Posted August. 27, 2007 07:26,   


Their father made a comeback in 17 years as a director. Two sons rolled up their sleeves to help him. The new film “Mother Never Dies” (to be released at theater on Sep. 13) is directed by actor-turned-director Hah Myung-jung. His two sons reportedly chipped in their best to make his father’s first comeback since 1990.

The new film, based on the namesake novel of Choi In-ho, depicts a family relationship between a mother (Han Hye-suk) and her son/writer Choi Ho. Being a boyfriend and son of a widowed mother, Choi announces his departure from her. After a long separation, they reunite and the mother passes away. Director Hah reportedly wrote the scenario himself and directed it. He also acts as old Choi Ho. His first son Sang-won plays the role of young Choi Ho, while his second son produced the film. Actually, the Hahs boast of a famous filming heritage. Hah’s late brother Hah Gil-jong was a renowned movie director in Korea.

When asked to evaluate the performance of his son, Hah showed a happy shyness and said, “He did a wonderful job. The role required a lot. Actually, he demonstrated excellence back in college. He was a member of a college theatrical troupe.” Listening to his father, Sang-won smiled, saying, “Mom would surely say, ‘You are spoiling him.’” Director Hah, however, spoke down his role. “I made too many mistakes. I thought about giving up. I felt really sorry for the others.”

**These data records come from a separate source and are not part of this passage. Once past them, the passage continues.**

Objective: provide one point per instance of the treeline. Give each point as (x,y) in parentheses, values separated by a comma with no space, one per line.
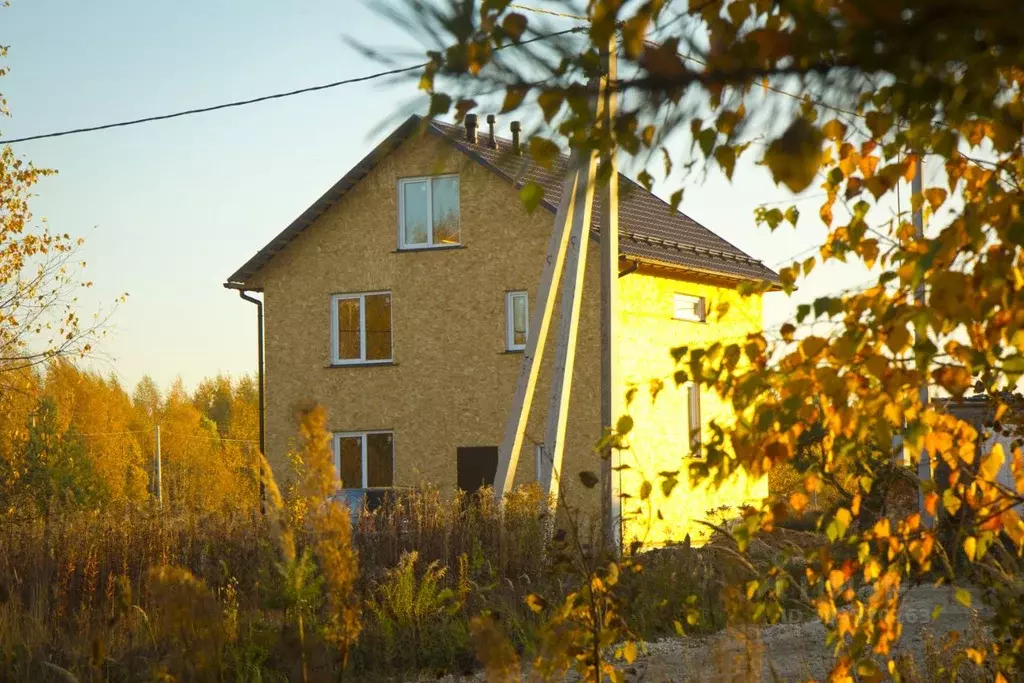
(74,438)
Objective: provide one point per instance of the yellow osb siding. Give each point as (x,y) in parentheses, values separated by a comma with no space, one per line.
(452,381)
(658,441)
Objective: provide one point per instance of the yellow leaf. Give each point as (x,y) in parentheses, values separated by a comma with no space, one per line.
(991,463)
(794,159)
(811,346)
(898,338)
(882,528)
(835,129)
(970,547)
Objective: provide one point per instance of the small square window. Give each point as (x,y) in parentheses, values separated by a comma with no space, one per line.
(516,321)
(365,460)
(688,307)
(428,212)
(360,328)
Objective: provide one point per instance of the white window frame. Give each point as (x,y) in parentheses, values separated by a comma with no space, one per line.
(701,305)
(430,211)
(510,344)
(336,443)
(336,359)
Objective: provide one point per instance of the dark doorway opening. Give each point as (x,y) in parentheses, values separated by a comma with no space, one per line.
(477,466)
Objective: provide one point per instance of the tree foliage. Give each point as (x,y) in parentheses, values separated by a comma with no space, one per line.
(856,96)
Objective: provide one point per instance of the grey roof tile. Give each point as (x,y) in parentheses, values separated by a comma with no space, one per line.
(649,228)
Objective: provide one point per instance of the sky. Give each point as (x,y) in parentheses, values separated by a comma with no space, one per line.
(169,210)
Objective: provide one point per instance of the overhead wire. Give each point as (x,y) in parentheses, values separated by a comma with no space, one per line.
(261,98)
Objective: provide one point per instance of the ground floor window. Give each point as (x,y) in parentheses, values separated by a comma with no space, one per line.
(365,460)
(476,467)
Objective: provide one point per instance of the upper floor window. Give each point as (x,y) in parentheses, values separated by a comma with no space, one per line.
(360,328)
(689,307)
(365,459)
(516,321)
(428,212)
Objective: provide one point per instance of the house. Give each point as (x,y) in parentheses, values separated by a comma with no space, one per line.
(400,301)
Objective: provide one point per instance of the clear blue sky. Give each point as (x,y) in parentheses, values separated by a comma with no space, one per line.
(170,209)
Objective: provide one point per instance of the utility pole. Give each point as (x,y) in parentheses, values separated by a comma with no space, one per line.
(611,398)
(160,483)
(921,335)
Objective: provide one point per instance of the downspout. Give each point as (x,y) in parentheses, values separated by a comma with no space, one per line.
(262,403)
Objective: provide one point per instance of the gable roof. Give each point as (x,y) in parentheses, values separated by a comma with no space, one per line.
(648,228)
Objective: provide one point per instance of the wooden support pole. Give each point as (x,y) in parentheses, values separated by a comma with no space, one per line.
(921,335)
(508,455)
(561,380)
(611,390)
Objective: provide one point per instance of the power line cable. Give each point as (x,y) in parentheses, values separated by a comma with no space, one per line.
(551,12)
(254,100)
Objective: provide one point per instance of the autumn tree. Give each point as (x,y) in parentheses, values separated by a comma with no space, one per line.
(855,96)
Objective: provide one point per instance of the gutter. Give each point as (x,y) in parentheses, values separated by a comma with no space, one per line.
(261,383)
(632,267)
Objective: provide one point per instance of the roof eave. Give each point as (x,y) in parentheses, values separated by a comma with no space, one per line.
(710,273)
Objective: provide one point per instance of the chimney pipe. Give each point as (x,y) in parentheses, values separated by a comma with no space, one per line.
(491,125)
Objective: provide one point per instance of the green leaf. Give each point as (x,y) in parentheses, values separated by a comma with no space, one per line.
(531,194)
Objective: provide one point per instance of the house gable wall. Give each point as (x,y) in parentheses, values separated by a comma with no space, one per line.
(452,381)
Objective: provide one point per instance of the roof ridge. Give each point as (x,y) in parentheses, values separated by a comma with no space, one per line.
(743,258)
(445,129)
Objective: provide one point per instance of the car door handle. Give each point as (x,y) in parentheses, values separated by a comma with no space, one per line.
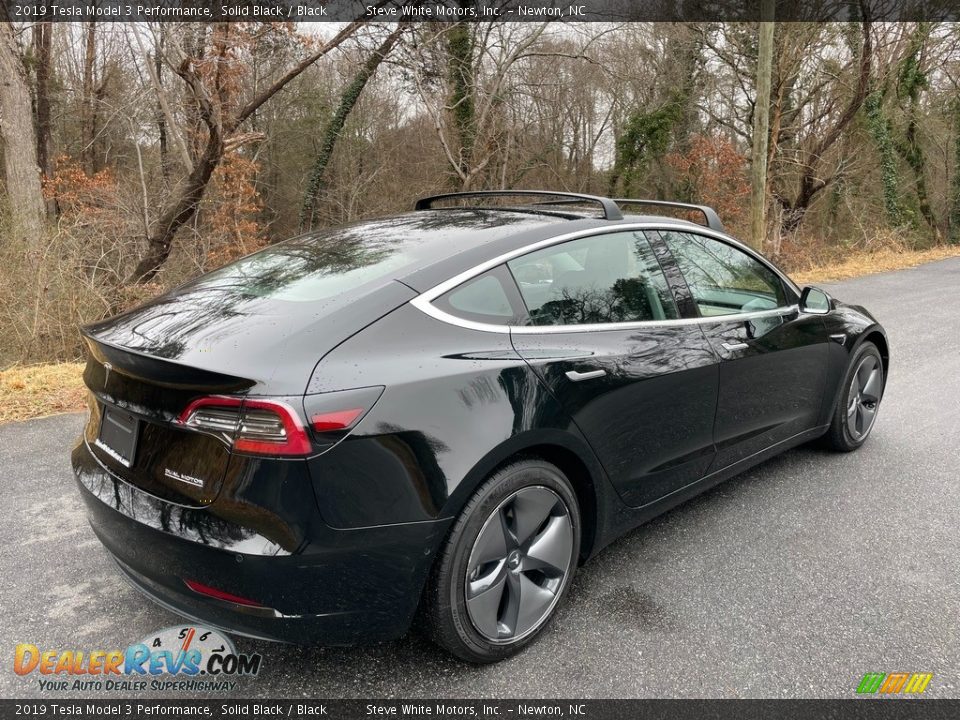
(575,376)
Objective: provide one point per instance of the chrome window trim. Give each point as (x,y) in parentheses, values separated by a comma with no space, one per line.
(424,301)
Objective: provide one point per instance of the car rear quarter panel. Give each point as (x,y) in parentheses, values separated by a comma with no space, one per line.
(457,403)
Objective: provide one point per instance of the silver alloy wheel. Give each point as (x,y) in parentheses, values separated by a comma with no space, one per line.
(519,564)
(866,387)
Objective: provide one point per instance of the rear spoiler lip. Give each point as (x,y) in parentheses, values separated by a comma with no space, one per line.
(171,373)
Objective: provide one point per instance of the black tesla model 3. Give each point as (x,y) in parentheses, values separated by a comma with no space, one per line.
(440,415)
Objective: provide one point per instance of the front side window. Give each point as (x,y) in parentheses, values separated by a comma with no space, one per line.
(722,279)
(607,278)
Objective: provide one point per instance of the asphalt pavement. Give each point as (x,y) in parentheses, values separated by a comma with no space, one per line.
(792,580)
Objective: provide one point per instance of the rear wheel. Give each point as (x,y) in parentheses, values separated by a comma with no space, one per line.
(859,400)
(506,564)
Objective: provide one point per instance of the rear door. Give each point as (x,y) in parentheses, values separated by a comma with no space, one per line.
(773,358)
(605,335)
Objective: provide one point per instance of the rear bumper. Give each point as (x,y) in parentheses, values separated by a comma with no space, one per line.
(338,587)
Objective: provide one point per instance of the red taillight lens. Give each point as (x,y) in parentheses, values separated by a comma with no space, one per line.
(260,427)
(339,420)
(202,589)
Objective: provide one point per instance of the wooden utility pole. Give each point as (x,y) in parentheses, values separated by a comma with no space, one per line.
(761,128)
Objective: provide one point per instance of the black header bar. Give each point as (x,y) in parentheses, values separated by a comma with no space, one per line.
(477,10)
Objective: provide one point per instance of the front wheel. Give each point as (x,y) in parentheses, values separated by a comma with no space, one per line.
(506,564)
(859,400)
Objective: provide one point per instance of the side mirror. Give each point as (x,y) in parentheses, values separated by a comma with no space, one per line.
(816,301)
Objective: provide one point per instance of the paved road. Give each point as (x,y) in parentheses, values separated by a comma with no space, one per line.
(791,580)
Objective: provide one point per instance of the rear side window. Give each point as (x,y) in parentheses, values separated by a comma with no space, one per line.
(488,298)
(608,278)
(723,279)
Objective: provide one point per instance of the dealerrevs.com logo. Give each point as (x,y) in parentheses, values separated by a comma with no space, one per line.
(894,683)
(189,658)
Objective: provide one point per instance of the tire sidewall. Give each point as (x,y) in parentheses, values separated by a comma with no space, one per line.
(527,473)
(867,348)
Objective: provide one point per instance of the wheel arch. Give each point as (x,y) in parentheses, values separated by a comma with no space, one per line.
(878,338)
(570,454)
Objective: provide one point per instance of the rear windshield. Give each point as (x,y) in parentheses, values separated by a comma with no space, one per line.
(332,263)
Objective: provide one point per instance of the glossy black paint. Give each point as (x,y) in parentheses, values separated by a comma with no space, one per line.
(336,546)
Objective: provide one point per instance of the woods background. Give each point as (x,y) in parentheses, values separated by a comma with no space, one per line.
(136,156)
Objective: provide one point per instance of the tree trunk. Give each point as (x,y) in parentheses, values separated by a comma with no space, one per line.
(88,131)
(879,127)
(462,102)
(953,219)
(793,211)
(761,130)
(188,193)
(331,133)
(41,52)
(21,172)
(165,166)
(186,197)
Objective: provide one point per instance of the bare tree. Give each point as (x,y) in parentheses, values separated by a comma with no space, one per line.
(331,133)
(22,173)
(761,129)
(222,120)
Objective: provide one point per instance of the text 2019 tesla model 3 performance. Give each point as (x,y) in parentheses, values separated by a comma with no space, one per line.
(447,411)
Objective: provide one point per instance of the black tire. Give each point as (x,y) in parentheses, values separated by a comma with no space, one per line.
(843,435)
(447,619)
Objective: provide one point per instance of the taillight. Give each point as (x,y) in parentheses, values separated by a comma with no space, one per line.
(260,427)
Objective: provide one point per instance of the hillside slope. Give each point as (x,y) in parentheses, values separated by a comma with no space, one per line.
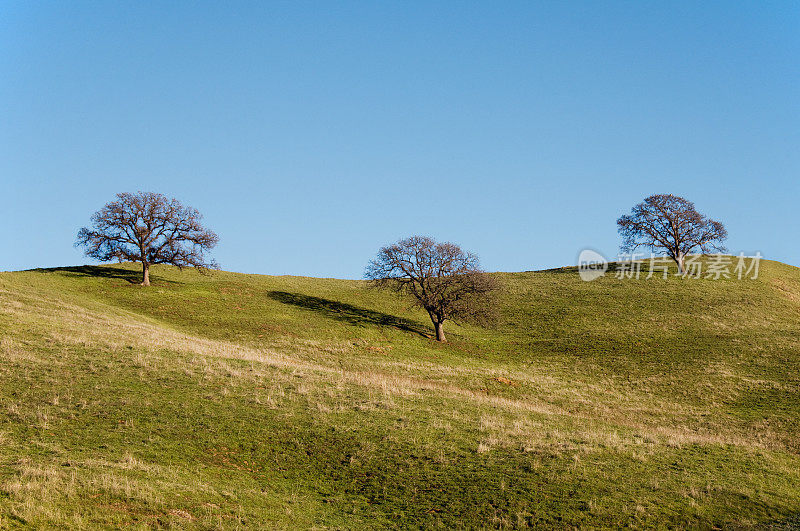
(245,400)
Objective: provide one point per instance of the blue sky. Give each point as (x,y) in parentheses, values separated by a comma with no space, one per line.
(310,134)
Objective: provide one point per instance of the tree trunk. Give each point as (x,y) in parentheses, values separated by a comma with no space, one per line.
(440,332)
(145,274)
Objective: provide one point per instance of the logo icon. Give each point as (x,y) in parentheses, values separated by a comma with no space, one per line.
(591,265)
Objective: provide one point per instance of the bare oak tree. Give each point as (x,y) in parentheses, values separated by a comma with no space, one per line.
(443,280)
(669,223)
(149,228)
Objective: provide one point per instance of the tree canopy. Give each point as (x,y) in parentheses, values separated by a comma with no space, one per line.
(149,228)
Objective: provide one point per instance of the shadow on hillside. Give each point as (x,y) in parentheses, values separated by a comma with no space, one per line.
(347,312)
(133,277)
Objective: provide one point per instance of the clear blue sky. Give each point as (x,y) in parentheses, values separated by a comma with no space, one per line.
(309,134)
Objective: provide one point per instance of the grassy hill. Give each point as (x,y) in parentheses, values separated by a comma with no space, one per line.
(237,400)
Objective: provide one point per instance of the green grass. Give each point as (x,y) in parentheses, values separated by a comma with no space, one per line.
(236,400)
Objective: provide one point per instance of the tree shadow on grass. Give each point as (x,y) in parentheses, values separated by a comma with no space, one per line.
(347,312)
(133,277)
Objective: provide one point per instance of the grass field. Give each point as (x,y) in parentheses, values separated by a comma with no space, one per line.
(241,401)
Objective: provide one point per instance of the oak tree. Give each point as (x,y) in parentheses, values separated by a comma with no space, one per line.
(442,279)
(671,224)
(151,229)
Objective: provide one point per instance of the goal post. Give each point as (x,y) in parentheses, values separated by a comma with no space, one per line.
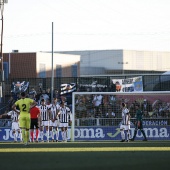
(92,121)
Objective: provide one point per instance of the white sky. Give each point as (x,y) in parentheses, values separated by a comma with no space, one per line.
(86,25)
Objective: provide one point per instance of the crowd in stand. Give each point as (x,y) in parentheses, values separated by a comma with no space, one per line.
(108,106)
(99,106)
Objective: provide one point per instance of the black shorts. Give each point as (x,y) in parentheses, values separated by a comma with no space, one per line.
(34,123)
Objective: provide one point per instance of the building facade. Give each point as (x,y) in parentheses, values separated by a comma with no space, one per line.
(105,62)
(39,65)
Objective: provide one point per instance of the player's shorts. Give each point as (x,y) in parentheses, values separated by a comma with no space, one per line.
(56,123)
(124,127)
(34,123)
(24,121)
(63,124)
(45,123)
(15,126)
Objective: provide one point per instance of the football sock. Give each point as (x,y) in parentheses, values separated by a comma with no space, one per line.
(41,134)
(142,131)
(23,135)
(37,133)
(32,135)
(128,135)
(15,136)
(135,134)
(57,134)
(122,134)
(27,136)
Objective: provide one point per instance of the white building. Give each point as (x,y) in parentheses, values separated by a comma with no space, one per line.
(109,62)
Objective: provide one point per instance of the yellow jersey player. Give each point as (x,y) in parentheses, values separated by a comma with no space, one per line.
(24,105)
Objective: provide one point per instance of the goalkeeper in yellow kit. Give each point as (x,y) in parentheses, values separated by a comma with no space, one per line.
(24,104)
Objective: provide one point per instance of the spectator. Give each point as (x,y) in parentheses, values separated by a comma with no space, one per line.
(80,110)
(97,101)
(146,107)
(11,101)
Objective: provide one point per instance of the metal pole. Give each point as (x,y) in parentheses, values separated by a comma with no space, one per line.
(52,70)
(2,28)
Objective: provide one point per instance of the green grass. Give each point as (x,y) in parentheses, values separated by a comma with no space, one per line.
(86,156)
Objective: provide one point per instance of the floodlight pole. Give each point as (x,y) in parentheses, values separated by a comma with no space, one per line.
(52,70)
(2,2)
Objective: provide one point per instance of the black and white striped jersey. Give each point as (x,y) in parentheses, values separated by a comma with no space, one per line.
(64,114)
(14,115)
(54,109)
(44,114)
(125,116)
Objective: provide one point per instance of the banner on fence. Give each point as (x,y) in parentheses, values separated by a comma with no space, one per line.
(97,133)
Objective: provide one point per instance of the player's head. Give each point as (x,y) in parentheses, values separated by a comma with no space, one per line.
(123,104)
(137,105)
(42,101)
(62,104)
(23,94)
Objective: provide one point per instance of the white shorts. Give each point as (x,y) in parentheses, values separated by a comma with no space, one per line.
(63,124)
(56,123)
(15,126)
(45,123)
(124,127)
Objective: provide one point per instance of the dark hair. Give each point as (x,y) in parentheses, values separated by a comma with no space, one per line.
(137,105)
(42,100)
(123,104)
(23,94)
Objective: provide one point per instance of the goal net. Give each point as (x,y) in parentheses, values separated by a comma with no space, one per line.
(97,115)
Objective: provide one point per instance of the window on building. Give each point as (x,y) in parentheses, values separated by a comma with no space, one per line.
(58,71)
(42,71)
(74,70)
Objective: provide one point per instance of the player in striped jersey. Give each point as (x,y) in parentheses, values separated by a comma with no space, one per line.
(125,124)
(65,118)
(44,117)
(54,120)
(16,131)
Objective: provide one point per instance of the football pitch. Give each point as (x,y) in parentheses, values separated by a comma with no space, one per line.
(85,156)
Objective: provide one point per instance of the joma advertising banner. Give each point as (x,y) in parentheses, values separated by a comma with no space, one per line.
(102,133)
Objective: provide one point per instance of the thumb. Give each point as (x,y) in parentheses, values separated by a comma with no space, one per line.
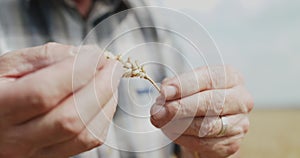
(21,62)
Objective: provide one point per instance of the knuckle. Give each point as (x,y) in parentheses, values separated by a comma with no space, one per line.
(217,102)
(68,125)
(232,148)
(249,103)
(172,108)
(37,98)
(88,141)
(246,125)
(237,76)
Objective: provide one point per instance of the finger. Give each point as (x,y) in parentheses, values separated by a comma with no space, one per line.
(209,126)
(205,78)
(70,118)
(208,103)
(41,91)
(93,136)
(20,62)
(210,147)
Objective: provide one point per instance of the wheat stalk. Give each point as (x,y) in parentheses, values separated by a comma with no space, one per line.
(133,69)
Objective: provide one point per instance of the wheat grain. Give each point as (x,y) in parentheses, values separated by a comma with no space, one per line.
(133,69)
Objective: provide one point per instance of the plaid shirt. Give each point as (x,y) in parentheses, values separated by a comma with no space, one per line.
(27,23)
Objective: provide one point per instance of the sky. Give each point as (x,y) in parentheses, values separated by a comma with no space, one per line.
(261,38)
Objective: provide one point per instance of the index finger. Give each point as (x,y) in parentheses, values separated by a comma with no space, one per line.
(201,79)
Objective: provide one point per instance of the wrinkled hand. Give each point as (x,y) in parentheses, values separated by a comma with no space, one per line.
(39,88)
(191,106)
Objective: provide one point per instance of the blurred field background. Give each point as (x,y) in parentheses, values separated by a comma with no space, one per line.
(262,39)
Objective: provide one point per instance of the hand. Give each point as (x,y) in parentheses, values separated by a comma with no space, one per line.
(191,106)
(39,88)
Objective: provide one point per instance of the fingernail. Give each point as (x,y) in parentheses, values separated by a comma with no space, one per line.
(170,91)
(158,112)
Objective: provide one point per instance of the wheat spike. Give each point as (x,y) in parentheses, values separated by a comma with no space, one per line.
(132,69)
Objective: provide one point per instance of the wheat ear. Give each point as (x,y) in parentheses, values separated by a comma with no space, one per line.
(133,69)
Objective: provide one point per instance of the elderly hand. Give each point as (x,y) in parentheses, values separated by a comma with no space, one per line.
(39,88)
(205,111)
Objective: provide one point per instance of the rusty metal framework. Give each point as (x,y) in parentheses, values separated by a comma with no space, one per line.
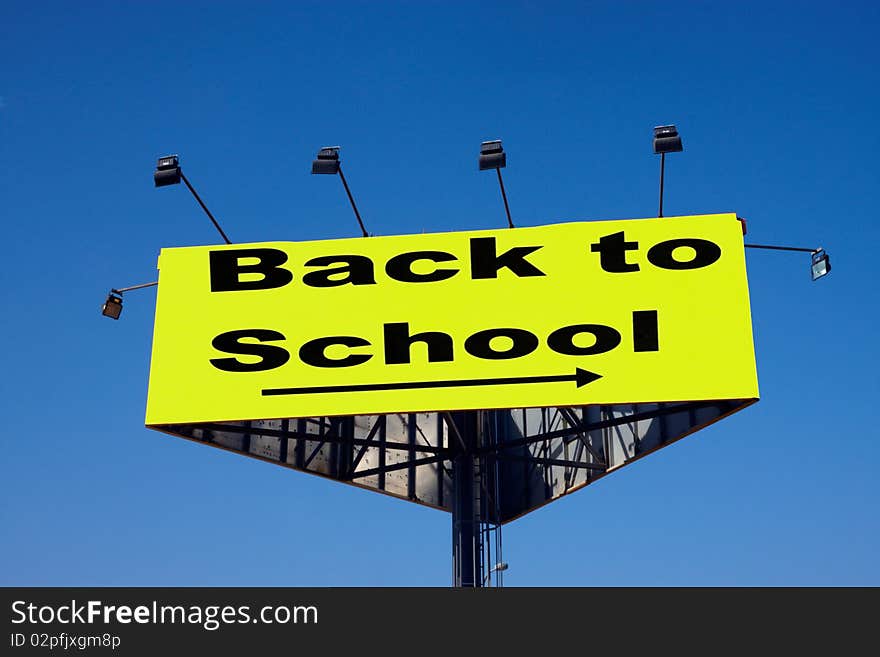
(486,468)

When it comes to filming, a tension usually arises between the producer who wishes to finish it ASAP and the director who completes it as perfect as possible. Did the same thing happen? “Why would it have been different? [My second son] kept pushing me. I was about to explode. Actually, if it had not been my son, I would have.”

The film will surely arouse old memories among people in 40s and 50s. What about the younger generations? When asked, director Hah answered, citing a line from the original novel, “‘Our mother screams out of loneliness, but we don’t listen.’ The figure of ‘mother’ is the root of the entire human race. The whole life is a process of getting independent from the mother. In this respect, I think young people share it.” In other words, he stressed the possibility and importance of inter-generational communication.

“Directing was 100 times harder than I expected. I studied it for the past 17 years. I spent three entire years on learning how to write scenarios.”

One day after winning the “Korean Oscar” for the best actor in 1973, he visited a speech expert, asking for help. The expert got surprised and asked, “You won the wonderful award yesterday. How come you need a speech expert like me?” Then, Hah reportedly said, “I am all fake. I have to learn a lot more.” In this sense, Hah is a “young” director longing and willing to learn more. His communication ability seems to come from there.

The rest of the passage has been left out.